Blasphemy and the problem of evil
This Taliban-like law has no place in a democracy
Had the Garda decided to prosecute actor Stephen Fry for blasphemy – and in truth no-one believes there was really any prospect that they would do so – he would have joined a small, eclectic band of political and religious dissidents who over the centuries have fallen foul of this archaic legal provision in Ireland.
They include priests who burned Bibles, Protestant and Catholic, or denied the divinity of Christ, and more recently, in 1957, Alan Simpson, owner of the Pike Theatre Club, for “producing for gain an indecent and profane performance”. Thankfully none, apart from Adam Duff O’Toole in 1328, faced the ultimate fate of being burned alive for alleged heresy and blasphemy.
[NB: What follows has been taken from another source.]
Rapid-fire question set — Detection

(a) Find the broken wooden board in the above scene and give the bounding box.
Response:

But in fact for leading armed raids against the Pale.
This Taliban-like law has no place in a democracy – as the Law Reform Commission observed back in 1991, there should be “no place for the offence of blasphemous libel in a society which respects freedom of speech”. It should be removed forthwith from both the statute book and our Constitution, even in its currently unenforceable form, and even though we will have to have a referendum to do so.
It is no consolation that, as former minister Dermot Ahern claimed of his own controversial “dilution” of blasphemy in the Defamation Act 2009: “we implemented the crime but made it in a way that it would be virtually impossible to prosecute” – a classic Irish solution to an Irish problem.
In any case, Fry’s comments to Gay Byrne, far from being an insult to God, were a profound and eloquent statement, albeit in a robust form, of what philosophers call the “problem of evil”, the challenge in arguments for the existence of God in reconciling an all-seeing , omnipotent, benevolent God with the pain and evil we see manifest in the world around us. “Why,” Fry asked, “should I respect a capricious, mean-minded, stupid god who creates a world which is so full of injustice and pain?” To which the reply of the Christian, though not altogether convincing, should be “because God created free will”. And not a knock on the door from the boys in blue.